Struggling with information technology, he recruited David Ching from Lucky Stores Inc. to help develop Safeway's leadership in technology and innovation, and then brought Dan Dmochowski aboard from Catalina Marketing to lead Safeway's exceptional Blackhawk business development. Next, PepsiCo's Brian Cornell arrived to lead numerous innovative initiatives. Cornell has since taken what he learned at Safeway to his present role as president of PepsiCo's largest business, America's Foods.

After working successfully with Burd for years, Rick Dreiling helped save Duane Reade before becoming CEO of an even bigger and more successful company, Dollar General. Burd also mentored Bruce Everette to replace the legendary leader of Safeway's most profitable division, Northern California.

Not to be outdone, Burd also developed some of the best and brightest women leaders in the industry, such as Larree Renda, who became Safeway's revered EVP of retail operations and who is now chief strategy officer.

Burd also recruited Terry Exner, Safeway's VP of shopper marketing, and Procter & Gamble's loss was Safeway's gain when he recruited Diane Dietz as Safeway's CMO.

As Burd built a strong business and leadership foundation to ensure Safeway's ongoing success in the future, A&P and Winn-Dixie, two of the top supermarket chains of the 20th century, spiraled out of control.

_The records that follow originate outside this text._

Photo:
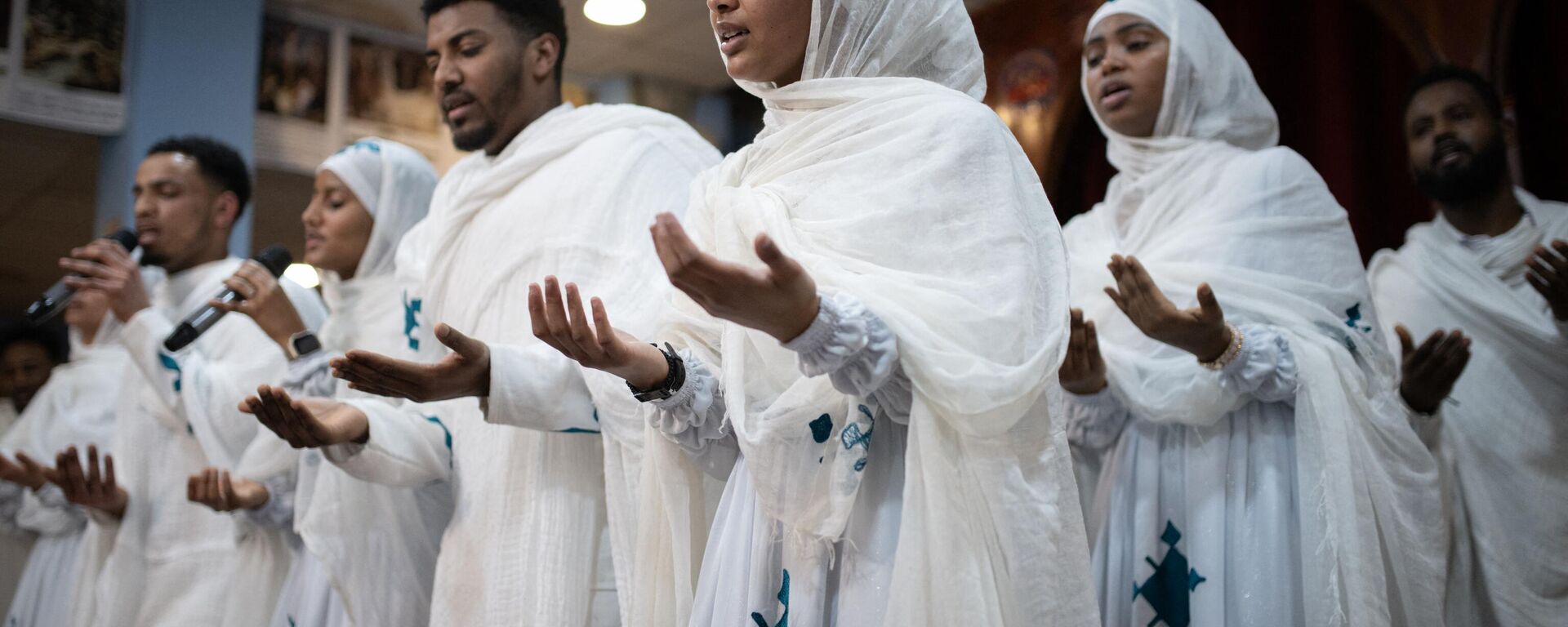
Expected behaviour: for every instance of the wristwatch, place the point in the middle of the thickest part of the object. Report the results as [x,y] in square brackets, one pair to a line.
[301,344]
[671,383]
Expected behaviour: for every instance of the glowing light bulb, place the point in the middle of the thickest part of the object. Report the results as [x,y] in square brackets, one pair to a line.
[303,273]
[615,13]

These companies lacked the depth and range of leadership, as well as the executive team Burd developed to preserve the jobs of nearly 200,000. Both now and in the future, Steve Burd has secured success for Safeway through his decades of decisive, innovative leadership.

Burt P. Flickinger III is managing director at New York-based Strategic Resource Group.

Despite unprecedented competitive entry, Burd increased Safeway's market share in more than 25 major markets.